An infamous halabaloo ensued over a missing LD16billion months after the $25million stimulus package fracas which nearly left the country in tumoil as anti-graft institutions, pressure groups, activists, and the country’s opposition communitty demanded accountability from the Government. The Council of Patriots(COP) are on record to have staged a mass protest against the Government on June 7, 2018 for alleged corruption, mismanagement, misuse and abuse of public funds, among other charges.
An international auditing firm Kroll Associates investigation discovered mass discrepancies and misapplications of financial transactions, including procedural errors, though it found no evidence of 16billion getting missing. The report left much to be desired by the Weah administration in terms of its commitment to fighting corruption, once reffered to as Liberia’s number one public enemy. Repeated demands for President Weah to fire his finance Minister an other corrupt officials also felt on deaf ears.

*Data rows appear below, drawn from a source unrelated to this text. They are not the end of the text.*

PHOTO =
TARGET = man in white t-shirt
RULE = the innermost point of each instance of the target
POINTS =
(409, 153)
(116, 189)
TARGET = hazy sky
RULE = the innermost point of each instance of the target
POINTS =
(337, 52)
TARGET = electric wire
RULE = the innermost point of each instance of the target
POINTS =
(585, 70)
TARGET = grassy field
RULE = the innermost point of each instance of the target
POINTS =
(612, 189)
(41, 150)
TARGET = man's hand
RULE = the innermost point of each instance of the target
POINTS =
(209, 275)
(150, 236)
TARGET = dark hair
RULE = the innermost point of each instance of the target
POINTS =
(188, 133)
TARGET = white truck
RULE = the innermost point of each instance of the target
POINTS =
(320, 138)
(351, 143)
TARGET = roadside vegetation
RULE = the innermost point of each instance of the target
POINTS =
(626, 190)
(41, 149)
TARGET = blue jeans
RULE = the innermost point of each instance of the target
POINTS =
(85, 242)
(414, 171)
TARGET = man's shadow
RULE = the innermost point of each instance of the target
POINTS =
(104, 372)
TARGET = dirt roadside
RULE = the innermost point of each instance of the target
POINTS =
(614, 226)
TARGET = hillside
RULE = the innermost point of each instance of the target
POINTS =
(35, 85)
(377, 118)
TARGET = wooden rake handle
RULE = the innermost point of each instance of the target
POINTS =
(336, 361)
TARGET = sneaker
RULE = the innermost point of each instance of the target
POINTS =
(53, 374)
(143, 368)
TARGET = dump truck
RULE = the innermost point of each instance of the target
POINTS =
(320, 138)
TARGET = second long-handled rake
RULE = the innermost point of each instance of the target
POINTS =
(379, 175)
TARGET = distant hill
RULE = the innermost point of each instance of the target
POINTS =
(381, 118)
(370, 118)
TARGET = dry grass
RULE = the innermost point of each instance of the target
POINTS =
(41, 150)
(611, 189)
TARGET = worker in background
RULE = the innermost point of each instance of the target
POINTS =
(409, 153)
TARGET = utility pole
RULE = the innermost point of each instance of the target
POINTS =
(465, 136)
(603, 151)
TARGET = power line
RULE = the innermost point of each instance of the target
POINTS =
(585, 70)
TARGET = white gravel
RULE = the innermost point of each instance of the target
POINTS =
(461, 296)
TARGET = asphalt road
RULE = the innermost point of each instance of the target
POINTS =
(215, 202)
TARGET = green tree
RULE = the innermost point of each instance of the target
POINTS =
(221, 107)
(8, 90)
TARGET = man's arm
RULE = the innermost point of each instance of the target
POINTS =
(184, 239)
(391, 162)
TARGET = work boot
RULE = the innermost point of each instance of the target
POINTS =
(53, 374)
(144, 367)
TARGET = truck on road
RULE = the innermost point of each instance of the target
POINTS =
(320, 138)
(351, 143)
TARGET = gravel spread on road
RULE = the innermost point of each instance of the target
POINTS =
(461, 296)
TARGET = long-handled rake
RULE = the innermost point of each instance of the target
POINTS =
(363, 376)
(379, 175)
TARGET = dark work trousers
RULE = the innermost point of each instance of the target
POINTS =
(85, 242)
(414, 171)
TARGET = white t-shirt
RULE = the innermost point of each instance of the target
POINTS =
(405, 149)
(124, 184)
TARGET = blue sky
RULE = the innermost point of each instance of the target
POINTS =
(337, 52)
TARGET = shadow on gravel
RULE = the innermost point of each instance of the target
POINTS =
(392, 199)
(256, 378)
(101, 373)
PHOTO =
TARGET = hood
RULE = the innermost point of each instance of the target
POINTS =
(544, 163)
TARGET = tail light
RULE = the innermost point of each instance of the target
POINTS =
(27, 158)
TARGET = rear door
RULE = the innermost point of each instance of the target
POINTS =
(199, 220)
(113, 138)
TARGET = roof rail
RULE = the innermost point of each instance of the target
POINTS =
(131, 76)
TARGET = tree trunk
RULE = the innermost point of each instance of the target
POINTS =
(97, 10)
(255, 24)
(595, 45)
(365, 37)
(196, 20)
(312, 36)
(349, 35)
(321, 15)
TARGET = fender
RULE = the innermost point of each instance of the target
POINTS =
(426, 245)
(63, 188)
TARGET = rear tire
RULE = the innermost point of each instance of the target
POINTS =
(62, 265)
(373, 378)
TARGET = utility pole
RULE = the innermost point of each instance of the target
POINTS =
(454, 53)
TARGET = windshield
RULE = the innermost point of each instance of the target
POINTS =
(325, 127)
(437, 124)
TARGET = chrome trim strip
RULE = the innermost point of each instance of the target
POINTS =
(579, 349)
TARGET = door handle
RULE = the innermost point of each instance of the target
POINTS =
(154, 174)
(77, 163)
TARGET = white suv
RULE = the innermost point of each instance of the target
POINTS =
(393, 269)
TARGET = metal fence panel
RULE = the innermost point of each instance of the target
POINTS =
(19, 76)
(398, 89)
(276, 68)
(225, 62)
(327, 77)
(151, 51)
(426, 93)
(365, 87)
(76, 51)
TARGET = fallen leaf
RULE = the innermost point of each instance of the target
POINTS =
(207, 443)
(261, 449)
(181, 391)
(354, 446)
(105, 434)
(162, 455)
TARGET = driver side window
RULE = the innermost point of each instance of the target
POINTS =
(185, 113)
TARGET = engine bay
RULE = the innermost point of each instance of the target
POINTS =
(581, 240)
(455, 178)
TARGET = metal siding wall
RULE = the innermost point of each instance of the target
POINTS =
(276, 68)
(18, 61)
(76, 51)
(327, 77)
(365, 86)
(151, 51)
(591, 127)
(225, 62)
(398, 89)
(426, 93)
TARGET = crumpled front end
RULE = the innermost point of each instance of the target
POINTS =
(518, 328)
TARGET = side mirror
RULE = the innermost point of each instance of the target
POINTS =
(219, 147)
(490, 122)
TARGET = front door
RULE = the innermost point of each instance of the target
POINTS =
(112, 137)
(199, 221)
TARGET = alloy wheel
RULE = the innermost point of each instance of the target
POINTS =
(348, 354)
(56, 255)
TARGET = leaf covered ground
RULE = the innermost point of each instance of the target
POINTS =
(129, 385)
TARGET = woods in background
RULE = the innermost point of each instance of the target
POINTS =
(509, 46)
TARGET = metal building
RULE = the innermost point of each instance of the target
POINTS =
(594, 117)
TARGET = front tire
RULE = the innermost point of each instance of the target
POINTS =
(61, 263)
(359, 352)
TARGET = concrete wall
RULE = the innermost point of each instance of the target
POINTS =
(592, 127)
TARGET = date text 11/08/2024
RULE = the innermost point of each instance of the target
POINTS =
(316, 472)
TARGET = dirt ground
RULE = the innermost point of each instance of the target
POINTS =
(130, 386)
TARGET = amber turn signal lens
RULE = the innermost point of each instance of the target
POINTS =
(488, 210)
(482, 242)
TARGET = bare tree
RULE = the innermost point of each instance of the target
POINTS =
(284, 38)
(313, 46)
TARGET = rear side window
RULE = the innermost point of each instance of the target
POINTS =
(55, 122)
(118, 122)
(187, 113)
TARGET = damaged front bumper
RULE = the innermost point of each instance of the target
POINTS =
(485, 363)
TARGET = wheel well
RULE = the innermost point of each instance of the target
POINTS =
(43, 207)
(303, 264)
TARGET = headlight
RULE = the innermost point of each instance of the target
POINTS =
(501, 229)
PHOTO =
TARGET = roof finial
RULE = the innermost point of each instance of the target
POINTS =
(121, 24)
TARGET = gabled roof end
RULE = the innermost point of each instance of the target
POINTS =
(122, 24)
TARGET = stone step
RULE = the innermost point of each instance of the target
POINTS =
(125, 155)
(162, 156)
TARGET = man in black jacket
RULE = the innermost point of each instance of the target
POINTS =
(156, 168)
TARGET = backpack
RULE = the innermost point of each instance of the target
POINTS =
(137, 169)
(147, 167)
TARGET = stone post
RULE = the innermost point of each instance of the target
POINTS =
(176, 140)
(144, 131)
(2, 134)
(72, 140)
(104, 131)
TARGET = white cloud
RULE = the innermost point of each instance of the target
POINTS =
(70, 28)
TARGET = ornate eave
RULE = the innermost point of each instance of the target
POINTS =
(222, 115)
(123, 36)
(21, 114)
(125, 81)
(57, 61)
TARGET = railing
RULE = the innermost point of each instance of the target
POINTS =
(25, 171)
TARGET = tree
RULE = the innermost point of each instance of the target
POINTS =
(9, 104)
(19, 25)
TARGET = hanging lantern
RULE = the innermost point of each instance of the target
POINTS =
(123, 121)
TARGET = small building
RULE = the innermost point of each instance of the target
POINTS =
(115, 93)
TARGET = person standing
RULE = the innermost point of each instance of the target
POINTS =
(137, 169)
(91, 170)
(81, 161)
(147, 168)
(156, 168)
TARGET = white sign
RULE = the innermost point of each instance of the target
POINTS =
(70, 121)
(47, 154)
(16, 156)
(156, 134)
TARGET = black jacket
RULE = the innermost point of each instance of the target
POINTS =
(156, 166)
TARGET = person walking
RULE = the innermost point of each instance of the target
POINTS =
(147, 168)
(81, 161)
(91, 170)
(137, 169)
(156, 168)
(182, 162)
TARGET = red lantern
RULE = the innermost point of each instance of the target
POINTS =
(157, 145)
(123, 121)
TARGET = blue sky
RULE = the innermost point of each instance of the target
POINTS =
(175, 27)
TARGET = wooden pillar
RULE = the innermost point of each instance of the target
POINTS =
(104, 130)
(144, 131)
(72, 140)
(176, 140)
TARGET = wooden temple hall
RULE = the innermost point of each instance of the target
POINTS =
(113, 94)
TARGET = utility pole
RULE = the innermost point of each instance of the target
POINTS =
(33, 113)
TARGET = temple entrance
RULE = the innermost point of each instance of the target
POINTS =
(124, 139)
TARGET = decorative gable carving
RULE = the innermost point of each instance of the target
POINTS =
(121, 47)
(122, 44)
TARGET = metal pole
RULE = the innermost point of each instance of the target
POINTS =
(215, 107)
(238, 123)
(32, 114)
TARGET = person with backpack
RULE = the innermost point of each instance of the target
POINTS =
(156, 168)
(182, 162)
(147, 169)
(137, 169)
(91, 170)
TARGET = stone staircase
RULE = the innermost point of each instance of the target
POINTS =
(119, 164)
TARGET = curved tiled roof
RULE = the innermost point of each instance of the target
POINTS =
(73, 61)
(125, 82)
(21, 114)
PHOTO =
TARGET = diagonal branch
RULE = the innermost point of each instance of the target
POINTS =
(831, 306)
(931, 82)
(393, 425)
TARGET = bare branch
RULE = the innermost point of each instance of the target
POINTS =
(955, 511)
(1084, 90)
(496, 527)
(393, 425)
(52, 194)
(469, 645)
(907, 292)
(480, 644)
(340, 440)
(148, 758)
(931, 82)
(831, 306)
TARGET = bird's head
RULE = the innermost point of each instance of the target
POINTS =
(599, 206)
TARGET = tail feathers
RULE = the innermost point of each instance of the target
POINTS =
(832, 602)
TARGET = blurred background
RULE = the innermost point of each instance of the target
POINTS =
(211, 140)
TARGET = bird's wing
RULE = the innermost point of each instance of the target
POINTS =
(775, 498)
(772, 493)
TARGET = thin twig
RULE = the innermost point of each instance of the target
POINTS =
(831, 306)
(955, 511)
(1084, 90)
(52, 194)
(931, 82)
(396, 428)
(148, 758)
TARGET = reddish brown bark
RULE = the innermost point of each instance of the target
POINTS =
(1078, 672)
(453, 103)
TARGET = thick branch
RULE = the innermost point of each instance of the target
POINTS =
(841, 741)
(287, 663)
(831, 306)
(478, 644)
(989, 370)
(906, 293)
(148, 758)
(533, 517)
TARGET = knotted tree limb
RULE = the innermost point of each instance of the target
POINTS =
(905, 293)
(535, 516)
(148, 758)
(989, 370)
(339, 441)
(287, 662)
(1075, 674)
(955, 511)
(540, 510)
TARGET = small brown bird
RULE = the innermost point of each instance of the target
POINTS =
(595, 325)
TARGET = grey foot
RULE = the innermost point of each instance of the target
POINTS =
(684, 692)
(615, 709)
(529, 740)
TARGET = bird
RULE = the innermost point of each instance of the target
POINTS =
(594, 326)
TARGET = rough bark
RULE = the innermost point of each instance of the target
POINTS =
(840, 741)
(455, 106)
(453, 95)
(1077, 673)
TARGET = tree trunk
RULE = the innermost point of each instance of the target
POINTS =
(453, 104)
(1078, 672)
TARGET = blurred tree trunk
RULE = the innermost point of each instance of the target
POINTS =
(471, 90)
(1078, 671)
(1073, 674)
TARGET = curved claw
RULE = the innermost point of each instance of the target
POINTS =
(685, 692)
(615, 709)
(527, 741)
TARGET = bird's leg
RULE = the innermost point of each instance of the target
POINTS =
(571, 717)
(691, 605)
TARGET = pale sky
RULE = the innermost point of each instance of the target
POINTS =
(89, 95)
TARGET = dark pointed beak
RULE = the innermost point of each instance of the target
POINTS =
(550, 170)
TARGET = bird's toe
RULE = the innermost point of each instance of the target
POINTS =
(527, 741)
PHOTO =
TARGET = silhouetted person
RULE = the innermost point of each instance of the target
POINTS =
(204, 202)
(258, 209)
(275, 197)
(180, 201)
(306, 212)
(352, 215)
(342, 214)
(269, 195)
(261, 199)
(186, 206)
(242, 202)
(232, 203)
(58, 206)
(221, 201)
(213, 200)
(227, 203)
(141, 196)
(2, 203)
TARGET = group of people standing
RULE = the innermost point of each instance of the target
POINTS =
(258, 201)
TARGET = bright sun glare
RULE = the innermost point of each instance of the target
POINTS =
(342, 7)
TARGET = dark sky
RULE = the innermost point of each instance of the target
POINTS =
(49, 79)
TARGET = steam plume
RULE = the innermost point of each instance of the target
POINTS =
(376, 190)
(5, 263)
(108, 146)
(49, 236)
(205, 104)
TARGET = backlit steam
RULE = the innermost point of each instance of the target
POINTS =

But the impact of corruption has always weighed heavily on the country’s impoverished population who feed on less than a dollar daily. Liberia, one of the world’s poorest countries, still grapple with its old nemesis, rampart corruption, bad governance, patronage, among other vices that are still visible within the society. which has led to uprising in the past. Corruption,, time-to-time, has been underlined as one of the prime factors for the country’s underdevelopment and backwardness.
In April 1980, the then junta Government led by Master Sergeant Samuel Doe put 13 public officials of the Tolbert Government on firing squad for rampart corruption, a moved observers say laid the foundation for the country’s brutal 14 year civil brutal unrest which left over 250,000 dead and sending more than 300,000 across displaced camps.